These Cheesy Chicken Enchiladas are a comforting and flavorful dish perfect for cozy January nights. Featuring tender shredded chicken, a rich and spicy homemade enchilada sauce with a hint of dark chocolate, and layers of melted Monterey Jack and sharp cheddar cheeses, baked to golden perfection. This recipe combines traditional Mexican spices and creamy cheese for a satisfying meal that’s easy to prepare and sure to please the whole family.


Ingredients

Scale

Chicken Filling

  • 3 cups shredded cooked chicken (rotisserie works great)
  • 1 cup shredded Monterey Jack cheese
  • ¼ cup chopped fresh cilantro
  • Salt and pepper to taste

Enchilada Sauce

  • 3 tablespoons vegetable oil, divided
  • 3 tablespoons all-purpose flour
  • 2 tablespoons chili powder
  • 1 teaspoon ground cumin
  • 1 teaspoon garlic powder
  • ½ teaspoon smoked paprika
  • 2 cups chicken broth
  • 3 tablespoons tomato paste
  • 1 square (½ oz) dark chocolate
  • Salt and pepper to taste

Other Ingredients

  • 12 corn tortillas (6-inch)
  • 2 cups shredded Monterey Jack cheese, divided
  • 1 cup shredded sharp cheddar cheese


Instructions

  1. Make the sauce: Heat 2 tablespoons of vegetable oil in a saucepan over medium heat.

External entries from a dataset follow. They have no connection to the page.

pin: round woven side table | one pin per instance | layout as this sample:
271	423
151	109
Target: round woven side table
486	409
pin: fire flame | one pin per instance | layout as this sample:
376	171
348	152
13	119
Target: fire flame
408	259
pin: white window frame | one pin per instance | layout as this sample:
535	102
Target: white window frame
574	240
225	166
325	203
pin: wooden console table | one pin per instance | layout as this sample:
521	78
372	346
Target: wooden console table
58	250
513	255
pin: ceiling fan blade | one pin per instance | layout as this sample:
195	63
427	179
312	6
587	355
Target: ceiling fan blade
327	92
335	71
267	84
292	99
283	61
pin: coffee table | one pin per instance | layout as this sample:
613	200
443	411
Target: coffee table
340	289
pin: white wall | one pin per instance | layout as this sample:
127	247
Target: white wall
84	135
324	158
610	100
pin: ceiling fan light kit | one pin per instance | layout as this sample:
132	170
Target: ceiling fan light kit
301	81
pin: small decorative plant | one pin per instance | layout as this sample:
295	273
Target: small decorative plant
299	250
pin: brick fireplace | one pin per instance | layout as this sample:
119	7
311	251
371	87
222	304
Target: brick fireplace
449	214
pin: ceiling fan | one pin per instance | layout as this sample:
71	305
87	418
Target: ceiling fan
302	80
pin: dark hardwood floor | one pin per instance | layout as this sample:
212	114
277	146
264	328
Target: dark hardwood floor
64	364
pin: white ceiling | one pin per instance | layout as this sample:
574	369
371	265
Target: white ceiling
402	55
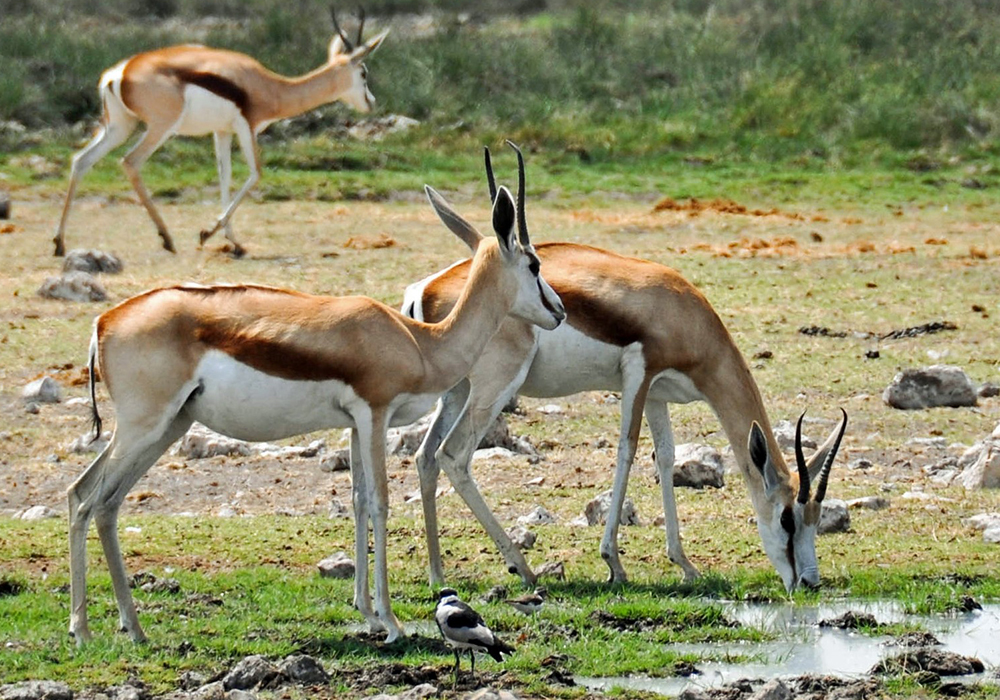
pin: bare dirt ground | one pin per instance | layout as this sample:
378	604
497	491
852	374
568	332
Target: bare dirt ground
768	272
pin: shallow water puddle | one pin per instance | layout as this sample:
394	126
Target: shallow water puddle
804	648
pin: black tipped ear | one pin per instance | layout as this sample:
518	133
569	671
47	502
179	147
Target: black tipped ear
757	444
503	219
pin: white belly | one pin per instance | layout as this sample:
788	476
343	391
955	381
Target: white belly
205	113
567	362
244	403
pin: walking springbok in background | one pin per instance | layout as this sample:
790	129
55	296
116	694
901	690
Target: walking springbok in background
195	90
636	327
259	363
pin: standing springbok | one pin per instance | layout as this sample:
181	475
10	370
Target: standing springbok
259	363
195	90
636	327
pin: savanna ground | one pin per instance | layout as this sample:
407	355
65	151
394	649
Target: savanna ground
865	159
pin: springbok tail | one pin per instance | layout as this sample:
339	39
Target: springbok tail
92	378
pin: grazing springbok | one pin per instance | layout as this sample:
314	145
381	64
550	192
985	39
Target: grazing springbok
195	90
639	328
260	363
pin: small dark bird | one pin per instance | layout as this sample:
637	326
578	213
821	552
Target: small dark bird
529	603
463	628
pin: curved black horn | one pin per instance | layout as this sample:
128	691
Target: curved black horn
824	472
489	175
348	46
522	222
800	463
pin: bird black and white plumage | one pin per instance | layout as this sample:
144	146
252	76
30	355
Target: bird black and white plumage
463	628
529	603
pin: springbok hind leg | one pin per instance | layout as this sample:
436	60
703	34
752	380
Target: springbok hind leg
99	493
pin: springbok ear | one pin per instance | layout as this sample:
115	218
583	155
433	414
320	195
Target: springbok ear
453	220
503	220
337	47
759	455
368	48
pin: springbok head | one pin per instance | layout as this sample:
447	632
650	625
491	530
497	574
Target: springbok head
789	533
357	96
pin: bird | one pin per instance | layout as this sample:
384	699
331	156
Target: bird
529	603
463	628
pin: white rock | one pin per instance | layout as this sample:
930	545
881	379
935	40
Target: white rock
937	385
42	390
834	517
73	286
596	512
697	466
337	565
522	537
982	521
38	513
538	516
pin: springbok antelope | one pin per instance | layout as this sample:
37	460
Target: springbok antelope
636	327
195	90
260	363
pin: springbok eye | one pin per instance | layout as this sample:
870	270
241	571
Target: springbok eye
788	521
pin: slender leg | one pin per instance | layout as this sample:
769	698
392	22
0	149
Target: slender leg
634	390
448	410
98	493
155	136
251	151
359	492
658	417
113	133
372	439
224	164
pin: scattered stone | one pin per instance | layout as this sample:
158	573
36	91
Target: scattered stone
252	672
336	461
869	502
784	433
338	509
937	385
337	565
522	537
851	620
943	663
42	390
551	569
405	440
200	442
92	261
36	690
860	463
774	689
86	444
73	286
916	639
538	516
490	694
984	473
697	466
300	668
834	517
596	512
982	521
38	513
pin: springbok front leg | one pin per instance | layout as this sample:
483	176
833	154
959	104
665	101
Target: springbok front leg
371	437
658	417
635	387
362	520
448	410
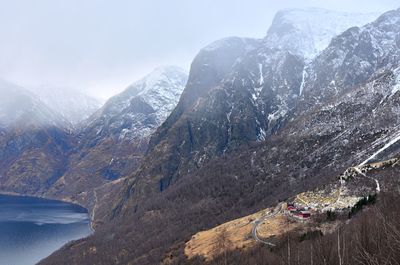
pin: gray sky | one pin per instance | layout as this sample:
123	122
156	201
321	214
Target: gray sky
102	46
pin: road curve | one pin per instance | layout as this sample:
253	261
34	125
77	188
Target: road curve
257	222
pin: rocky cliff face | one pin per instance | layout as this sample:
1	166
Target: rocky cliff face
34	142
73	105
115	138
266	124
257	88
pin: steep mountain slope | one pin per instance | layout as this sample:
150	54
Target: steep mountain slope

Whisk in the flour and cook for about 1 minute until slightly toasted. Add chili powder, ground cumin, garlic powder, and smoked paprika, stirring to blend the spices. Gradually whisk in the chicken broth and stir in tomato paste. Bring the mixture to a simmer and cook for 5 minutes until the sauce thickens. Finally, stir in the dark chocolate square until melted and smooth. Season with salt and pepper to taste.
  2. Prepare the filling: In a mixing bowl, combine the shredded cooked chicken with 1 cup of shredded Monterey Jack cheese and the chopped fresh cilantro. Season the mixture with salt and pepper to your preference and set aside.
  3. Fry the tortillas: Heat the remaining 1 tablespoon of vegetable oil in a skillet over medium heat. Fry each corn tortilla for about 10 seconds on each side, just until they become pliable. Drain the tortillas on paper towels to remove excess oil.
  4. Preheat the oven: Set your oven to 400°F (204°C). Grease a 9×13-inch baking dish with a bit of oil or non-stick spray to prevent sticking.
  5. Assemble the enchiladas: Spread ½ cup of the prepared enchilada sauce evenly in the bottom of the baking dish. Dip each tortilla into the sauce briefly to coat it, then fill with a generous amount of the chicken filling mixture. Roll each tortilla tightly and place seam-side down in the baking dish.
  6. Top and bake: Pour the remaining enchilada sauce over the rolled tortillas. Sprinkle the top evenly with the remaining shredded Monterey Jack and sharp cheddar cheeses. Cover the baking dish with foil and bake in the preheated oven for 15 minutes. Remove the foil and continue baking for an additional 10 minutes, or until the cheese is bubbly and golden brown on top. Let the enchiladas rest for 5 minutes before serving to allow the flavors to meld and the dish to cool slightly.

Notes

  • Using rotisserie chicken saves time and adds great flavor, but any cooked shredded chicken will work.
  • If you prefer less spicy sauce, reduce the chili powder or omit smoked paprika.
  • Dark chocolate in the sauce adds depth and balances the acidity from the tomato paste; don’t skip it!
  • To make ahead, assemble the enchiladas and refrigerate covered for up to 24 hours before baking.
  • Serve with sour cream, guacamole, or a fresh green salad for a complete meal.